Réquiem por la democracia

Y cuando despertamos, amanecimos en el 8 de julio de 1933. No en los años ochenta, como en el régimen orticista, ni en los cincuenta, como pronosticaron algunos optimistas cuando el PRI volvió a hacer suyo el papel protagónico de la política local y nacional.

Lo peor del Viejo Régimen, ese que muchos pensaron había sido liquidado en 1998, o al menos en 2000, volvió por sus fueros, renovado en fuerza, al sentirse legitimado por la elección de hace un año.

Sé que es un lugar común citar a George Santayana en estos casos, cuando nos reclama que quien no conoce la historia está condenado a repetirla, pero la lapidaria frase del filósofo estadounidense casa a la perfección con lo que se vivió el 7 de julio: llegamos a este punto sólo para comprobar que el pasado no se ha ido, que está ahí, con su carga de trampas y fechorías.


La casilla 16 de Apizaco

Varios testimonios apuntan a que la más reciente elección local fue un muestrario de juego sucio, en la que todos, o casi todos, los contendientes, recurrieron al arsenal patentado por el PRI en sus gloriosos tiempos de alquimia electoral.

Gente de todos los partidos acudió a la compra de votos y de consciencias. Nadie se salva. Nadie. Y eso ya sería suficiente para entonar un réquiem por la democracia, gravemente infectada por el dinero sucio.

Pero si eso no fue suficiente, en Tlaxcala le dimos el rizo a la historia, giramos en el tiempo para despertar en 1933, esa época bronca, cuando la democracia era una quimera y la voluntad popular se trasquilaba en las urnas, como le demostró el régimen a Vasconcelos y todos aquellos que, ilusamente, pensaban que el ogro revolucionario se iba dejar arrebatar el poder.

La elección para presidente municipal de Apizaco es un catálogo de las aberraciones de la democracia a la mexicana. Pero sobre todo es un ejemplo de la regresión que puede tener nuestro régimen.

El cúmulo de irregularidades tiene su punto culminante en la casilla 16. Ahí, el conteo realizado el mismo día de la jornada electoral arrojaba un número reducido de votos nulos, ocho, para ser exactos. Pero en la revisión hecha en las instalaciones del Instituto Electoral de Tlaxcala, la cifra, por un acto de prestidigitador electoral, se multiplicó por diez. Ochenta votos, que fueron restados a un solo candidato.

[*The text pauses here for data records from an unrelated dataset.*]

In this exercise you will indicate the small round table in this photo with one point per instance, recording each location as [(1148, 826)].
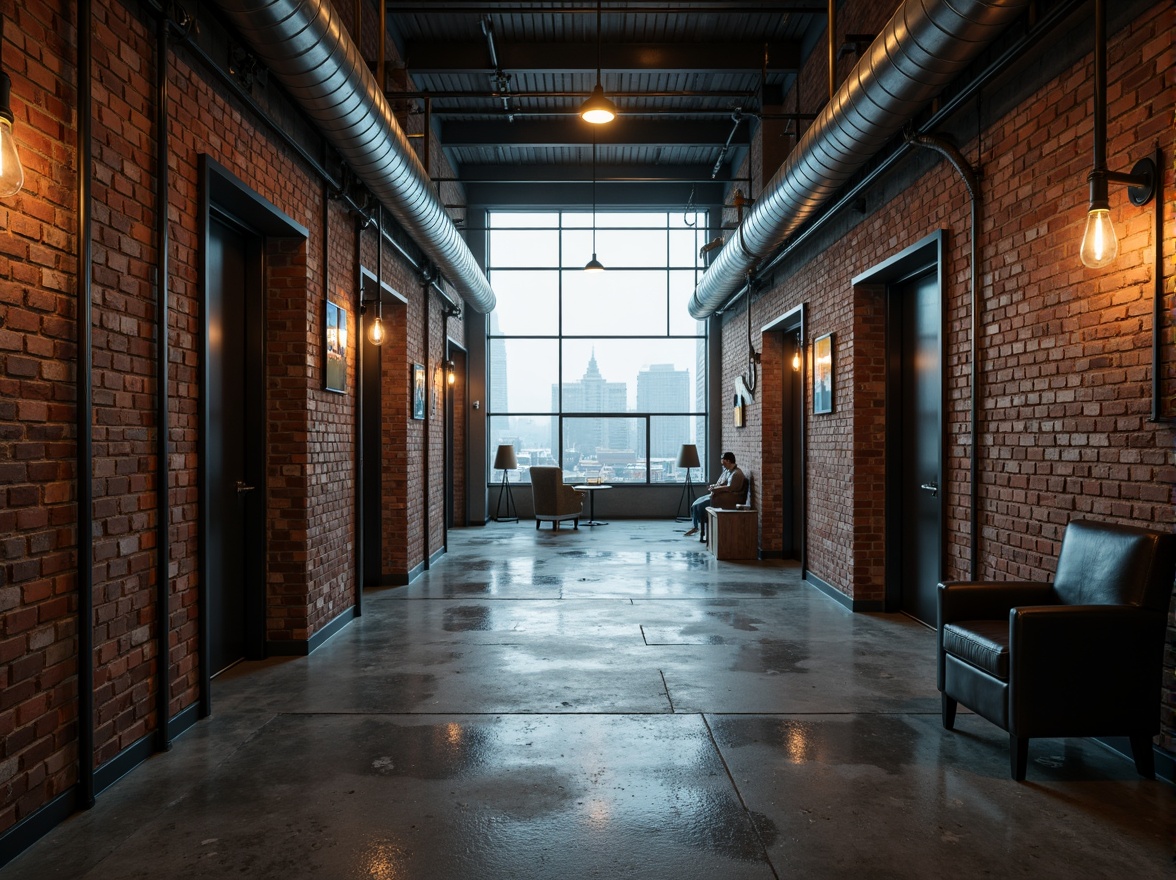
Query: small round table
[(592, 501)]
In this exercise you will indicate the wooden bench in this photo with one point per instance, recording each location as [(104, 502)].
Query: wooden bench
[(733, 533)]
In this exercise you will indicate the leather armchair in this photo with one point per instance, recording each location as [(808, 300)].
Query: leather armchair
[(555, 501), (1081, 657)]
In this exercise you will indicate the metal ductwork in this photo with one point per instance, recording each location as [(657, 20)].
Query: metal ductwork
[(307, 48), (922, 48)]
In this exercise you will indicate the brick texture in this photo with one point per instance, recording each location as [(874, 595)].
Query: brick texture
[(309, 442), (1063, 352)]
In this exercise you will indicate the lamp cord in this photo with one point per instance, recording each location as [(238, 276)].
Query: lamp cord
[(597, 41)]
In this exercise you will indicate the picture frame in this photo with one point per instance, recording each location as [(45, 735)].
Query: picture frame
[(418, 391), (334, 346), (823, 374)]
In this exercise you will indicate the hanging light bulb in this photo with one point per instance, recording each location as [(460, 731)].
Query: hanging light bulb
[(594, 265), (375, 328), (1100, 244), (597, 108), (12, 174)]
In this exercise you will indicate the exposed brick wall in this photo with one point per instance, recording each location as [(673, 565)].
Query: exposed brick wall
[(1063, 352), (124, 371), (311, 435), (38, 521)]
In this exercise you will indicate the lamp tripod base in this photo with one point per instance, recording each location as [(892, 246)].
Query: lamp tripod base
[(687, 499), (505, 490)]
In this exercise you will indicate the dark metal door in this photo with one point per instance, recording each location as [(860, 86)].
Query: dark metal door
[(228, 491), (919, 481)]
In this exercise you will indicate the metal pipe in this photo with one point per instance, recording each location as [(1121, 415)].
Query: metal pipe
[(360, 225), (707, 6), (162, 399), (1042, 26), (920, 51), (320, 67), (291, 142), (832, 47), (85, 411), (1157, 315), (736, 118), (381, 74), (971, 182)]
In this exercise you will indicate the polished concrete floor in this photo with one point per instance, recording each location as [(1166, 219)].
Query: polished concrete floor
[(609, 702)]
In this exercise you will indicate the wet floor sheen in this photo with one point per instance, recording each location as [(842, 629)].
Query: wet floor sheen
[(608, 702)]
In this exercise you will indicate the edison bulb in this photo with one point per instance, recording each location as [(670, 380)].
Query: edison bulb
[(1100, 244)]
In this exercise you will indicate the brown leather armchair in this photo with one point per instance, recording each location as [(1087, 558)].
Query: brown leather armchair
[(1081, 657), (555, 501)]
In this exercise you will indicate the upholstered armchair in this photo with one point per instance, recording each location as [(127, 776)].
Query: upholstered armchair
[(1081, 657), (555, 501)]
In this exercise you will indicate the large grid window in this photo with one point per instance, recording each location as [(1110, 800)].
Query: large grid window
[(600, 373)]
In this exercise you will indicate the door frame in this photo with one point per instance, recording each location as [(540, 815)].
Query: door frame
[(227, 199), (926, 254), (795, 492)]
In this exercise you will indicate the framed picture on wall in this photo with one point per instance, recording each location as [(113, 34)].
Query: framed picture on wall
[(335, 345), (418, 391), (822, 374)]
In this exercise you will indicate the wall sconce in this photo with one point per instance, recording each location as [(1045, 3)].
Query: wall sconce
[(1100, 244), (12, 174), (375, 326)]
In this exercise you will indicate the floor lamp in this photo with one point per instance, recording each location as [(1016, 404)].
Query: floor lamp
[(687, 458), (505, 460)]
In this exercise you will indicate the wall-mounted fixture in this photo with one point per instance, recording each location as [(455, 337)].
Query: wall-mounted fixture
[(12, 174), (375, 332), (597, 108), (1100, 244)]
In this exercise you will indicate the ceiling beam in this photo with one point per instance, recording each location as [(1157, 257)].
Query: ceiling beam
[(472, 57), (494, 173), (574, 132)]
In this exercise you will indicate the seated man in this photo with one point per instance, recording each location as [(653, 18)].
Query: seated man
[(730, 482)]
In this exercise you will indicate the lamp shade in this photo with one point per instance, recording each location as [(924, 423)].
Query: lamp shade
[(505, 459)]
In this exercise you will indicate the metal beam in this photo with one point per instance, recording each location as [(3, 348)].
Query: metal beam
[(573, 132), (552, 174), (472, 57), (672, 194)]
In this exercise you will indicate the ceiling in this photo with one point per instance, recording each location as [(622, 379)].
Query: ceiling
[(501, 82)]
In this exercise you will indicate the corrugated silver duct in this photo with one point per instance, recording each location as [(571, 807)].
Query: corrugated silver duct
[(924, 45), (306, 46)]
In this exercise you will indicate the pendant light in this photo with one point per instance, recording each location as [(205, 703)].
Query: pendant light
[(597, 108), (1100, 244), (594, 265), (12, 174)]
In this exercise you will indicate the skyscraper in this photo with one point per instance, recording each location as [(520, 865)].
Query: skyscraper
[(665, 390)]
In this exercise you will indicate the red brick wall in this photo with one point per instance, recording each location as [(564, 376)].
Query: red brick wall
[(124, 370), (1064, 352), (311, 434), (38, 521)]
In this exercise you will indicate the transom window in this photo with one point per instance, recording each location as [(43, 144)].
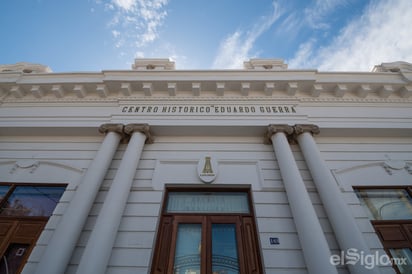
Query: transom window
[(390, 211), (207, 230)]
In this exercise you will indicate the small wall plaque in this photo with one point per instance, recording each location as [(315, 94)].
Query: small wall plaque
[(207, 169), (274, 240)]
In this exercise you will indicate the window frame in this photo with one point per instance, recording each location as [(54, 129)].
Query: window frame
[(23, 229), (398, 224), (246, 231)]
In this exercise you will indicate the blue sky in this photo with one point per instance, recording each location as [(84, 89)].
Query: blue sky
[(95, 35)]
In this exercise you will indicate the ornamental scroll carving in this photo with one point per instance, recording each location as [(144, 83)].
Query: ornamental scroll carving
[(301, 128), (272, 129), (291, 131), (143, 128)]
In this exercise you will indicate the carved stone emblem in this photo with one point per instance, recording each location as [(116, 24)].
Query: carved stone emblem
[(207, 169)]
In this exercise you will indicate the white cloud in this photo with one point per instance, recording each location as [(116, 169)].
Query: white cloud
[(316, 15), (136, 23), (125, 4), (382, 34), (236, 47)]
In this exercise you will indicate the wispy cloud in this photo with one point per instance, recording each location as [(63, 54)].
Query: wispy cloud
[(236, 47), (135, 23), (382, 34), (316, 15)]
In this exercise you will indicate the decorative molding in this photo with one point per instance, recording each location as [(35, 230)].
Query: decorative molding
[(37, 91), (301, 128), (25, 68), (273, 129), (129, 129), (31, 165), (102, 90), (105, 128), (292, 88)]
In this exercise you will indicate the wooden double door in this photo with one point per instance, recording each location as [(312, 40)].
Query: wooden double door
[(17, 239)]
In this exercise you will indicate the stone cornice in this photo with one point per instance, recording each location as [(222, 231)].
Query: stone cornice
[(143, 128), (273, 128), (105, 128), (248, 83), (301, 128)]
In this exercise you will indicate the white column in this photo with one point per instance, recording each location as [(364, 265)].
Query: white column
[(312, 239), (59, 250), (343, 223), (99, 247)]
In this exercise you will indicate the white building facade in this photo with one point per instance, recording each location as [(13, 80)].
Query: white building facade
[(158, 170)]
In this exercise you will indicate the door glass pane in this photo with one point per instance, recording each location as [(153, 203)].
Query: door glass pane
[(386, 204), (208, 202), (3, 191), (188, 247), (32, 201), (402, 259), (13, 258), (224, 249)]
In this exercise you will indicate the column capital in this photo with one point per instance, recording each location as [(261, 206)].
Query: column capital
[(105, 128), (301, 128), (274, 128), (129, 129)]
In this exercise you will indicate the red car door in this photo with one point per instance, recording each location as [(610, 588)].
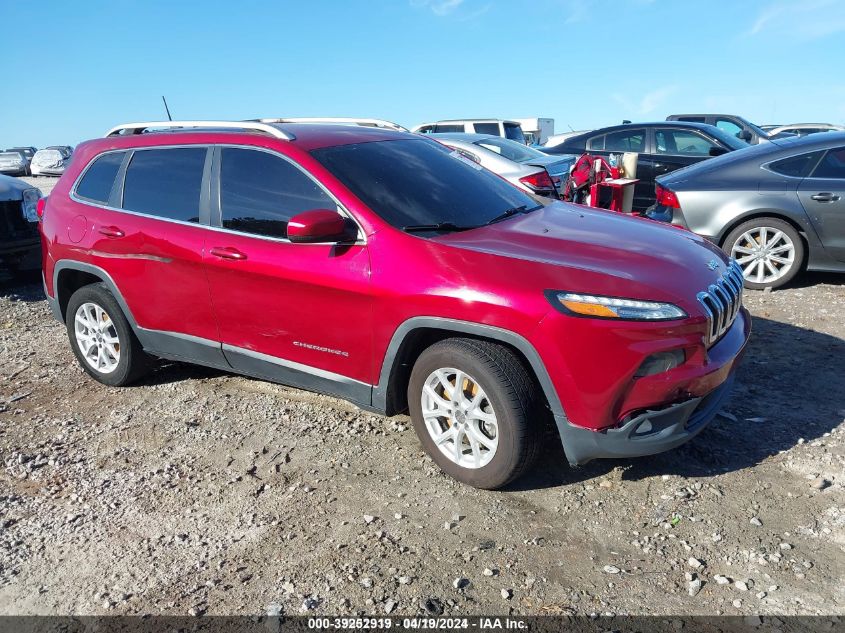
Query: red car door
[(149, 238), (299, 314)]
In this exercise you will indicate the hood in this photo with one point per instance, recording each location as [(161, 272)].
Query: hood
[(12, 157), (12, 188), (602, 252)]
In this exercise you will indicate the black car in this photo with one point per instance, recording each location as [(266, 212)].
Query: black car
[(20, 244), (662, 147)]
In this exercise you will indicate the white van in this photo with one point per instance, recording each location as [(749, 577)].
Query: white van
[(495, 127)]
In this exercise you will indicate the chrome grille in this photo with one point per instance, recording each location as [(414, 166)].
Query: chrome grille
[(722, 301)]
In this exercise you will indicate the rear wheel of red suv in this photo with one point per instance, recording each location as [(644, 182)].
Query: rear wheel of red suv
[(472, 404), (102, 339)]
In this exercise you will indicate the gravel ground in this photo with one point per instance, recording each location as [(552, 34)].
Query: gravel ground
[(203, 492)]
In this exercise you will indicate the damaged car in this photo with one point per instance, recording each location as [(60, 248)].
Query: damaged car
[(50, 161), (20, 245), (16, 161)]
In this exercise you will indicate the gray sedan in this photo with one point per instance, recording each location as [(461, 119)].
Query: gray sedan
[(777, 208), (527, 168)]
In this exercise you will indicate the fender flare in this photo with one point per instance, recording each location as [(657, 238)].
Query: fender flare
[(71, 264), (513, 339)]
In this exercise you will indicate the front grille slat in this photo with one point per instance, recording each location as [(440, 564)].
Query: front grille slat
[(722, 302)]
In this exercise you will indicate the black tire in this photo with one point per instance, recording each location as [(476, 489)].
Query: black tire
[(774, 224), (512, 393), (133, 362)]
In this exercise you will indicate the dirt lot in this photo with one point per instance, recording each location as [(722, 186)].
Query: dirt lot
[(202, 492)]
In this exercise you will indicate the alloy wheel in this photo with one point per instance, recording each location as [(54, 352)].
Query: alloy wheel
[(765, 254), (459, 417), (97, 337)]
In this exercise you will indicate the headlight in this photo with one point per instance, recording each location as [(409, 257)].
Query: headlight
[(615, 307), (30, 204)]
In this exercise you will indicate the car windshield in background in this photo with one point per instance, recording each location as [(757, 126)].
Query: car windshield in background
[(514, 133), (420, 182), (510, 149), (726, 138)]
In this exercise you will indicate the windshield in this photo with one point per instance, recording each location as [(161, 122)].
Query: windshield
[(513, 131), (420, 182), (510, 149), (725, 138)]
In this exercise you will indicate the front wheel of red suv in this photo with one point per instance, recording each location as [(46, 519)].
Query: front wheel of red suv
[(472, 404), (102, 338)]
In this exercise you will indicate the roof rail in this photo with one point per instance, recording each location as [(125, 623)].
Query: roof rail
[(258, 126), (379, 123)]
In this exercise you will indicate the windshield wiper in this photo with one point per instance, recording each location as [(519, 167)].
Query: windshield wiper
[(504, 215), (439, 226)]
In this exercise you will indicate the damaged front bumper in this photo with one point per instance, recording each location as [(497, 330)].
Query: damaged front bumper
[(649, 433)]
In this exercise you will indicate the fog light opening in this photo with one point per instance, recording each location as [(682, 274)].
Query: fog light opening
[(660, 362)]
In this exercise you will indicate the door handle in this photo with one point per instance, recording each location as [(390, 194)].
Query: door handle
[(227, 252), (111, 231), (825, 197)]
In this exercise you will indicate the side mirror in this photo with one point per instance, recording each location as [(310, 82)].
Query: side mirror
[(321, 225)]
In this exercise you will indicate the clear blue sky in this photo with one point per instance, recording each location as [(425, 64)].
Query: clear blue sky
[(75, 68)]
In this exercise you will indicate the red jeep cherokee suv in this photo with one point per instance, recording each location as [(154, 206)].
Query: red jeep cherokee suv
[(383, 268)]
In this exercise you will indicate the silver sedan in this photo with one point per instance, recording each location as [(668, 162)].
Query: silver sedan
[(777, 208), (527, 168)]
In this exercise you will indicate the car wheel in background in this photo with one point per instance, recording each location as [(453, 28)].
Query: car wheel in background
[(102, 339), (472, 404), (769, 250)]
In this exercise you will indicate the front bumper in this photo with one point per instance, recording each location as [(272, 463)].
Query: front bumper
[(647, 434)]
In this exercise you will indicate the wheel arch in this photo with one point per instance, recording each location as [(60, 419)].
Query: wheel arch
[(418, 333), (764, 213), (70, 275)]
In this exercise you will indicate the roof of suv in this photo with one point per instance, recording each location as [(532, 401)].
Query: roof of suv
[(704, 127), (306, 136)]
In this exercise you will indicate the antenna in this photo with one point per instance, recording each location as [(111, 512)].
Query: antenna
[(169, 118)]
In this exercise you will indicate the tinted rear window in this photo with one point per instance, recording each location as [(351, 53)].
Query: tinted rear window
[(413, 182), (165, 182), (514, 133), (832, 165), (796, 166), (98, 180), (441, 128)]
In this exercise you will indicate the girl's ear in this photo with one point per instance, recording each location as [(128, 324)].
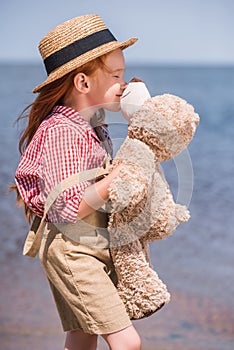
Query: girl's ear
[(81, 83)]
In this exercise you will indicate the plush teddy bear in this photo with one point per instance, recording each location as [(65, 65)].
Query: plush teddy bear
[(142, 205)]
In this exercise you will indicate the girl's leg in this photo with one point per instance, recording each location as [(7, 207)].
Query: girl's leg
[(126, 339), (78, 340)]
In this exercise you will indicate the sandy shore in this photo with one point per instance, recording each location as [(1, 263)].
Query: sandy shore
[(29, 318)]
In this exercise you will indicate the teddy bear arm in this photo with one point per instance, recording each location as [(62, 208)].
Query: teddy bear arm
[(127, 188)]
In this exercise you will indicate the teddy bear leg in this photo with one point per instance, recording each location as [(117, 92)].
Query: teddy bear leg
[(139, 287)]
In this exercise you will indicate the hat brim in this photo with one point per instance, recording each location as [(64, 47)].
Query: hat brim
[(83, 59)]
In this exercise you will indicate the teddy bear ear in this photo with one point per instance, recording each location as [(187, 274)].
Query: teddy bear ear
[(133, 97)]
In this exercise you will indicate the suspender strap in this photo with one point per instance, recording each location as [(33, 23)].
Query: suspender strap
[(34, 237)]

La misma situación se repitió en una casilla más. Siempre perjudicando al mismo aspirante, con una adición anormal de votos nulos. Todo un ejemplo de cómo el priismo está dispuesto a actuar cuando va en busca del poder. La vieja escuela está de vuelta.

Y el caso Huamantla

Pero la trampa no es privativa del tricolor. Y el caso de la elección de alcalde de Huamantla lo ejemplifica bien. Aquí el mago fue el PAN, que apostó a la vía violenta para darle la vuelta a una elección que se veía perdida hasta la mañana del lunes 8 (de 1933).

Aquí fueron más allá, siguiendo la antigua línea priista del robo de urnas, gracias a que se dejó en manos de la policía local la custodia de la paquetería electoral. Estoy plenamente convencido que si se hubiera incorporado al ejército a las labores de vigilancia, muchos incidentes se hubieran evitado. Y no porque clame por una militarización de la vida social, sino por el respeto que se ha ganado la milicia en los últimos años.

Y a todo esto se suma un árbitro electoral ciego o peor, coptado. Sin duda hay que saber tener padrinos en la vida, como lo atestigua más de una consejera.

Nuestra democracia, frágil y desdentada, ha recibido un regresivo golpe de muerte. Ya desde el turbio y tramposo proceso de hace un año se avizoraba el retorno del dinosaurio, sólo que ahora encopetado y con una tablet en la mano. Lo realmente difícil va a ser tratar de echarlo de nuevo. Ha aprendido y no se dejará tan fácil. Y ahí están las boletas anuladas para atestiguarlo. Prepárense para seguir viajando al pasado.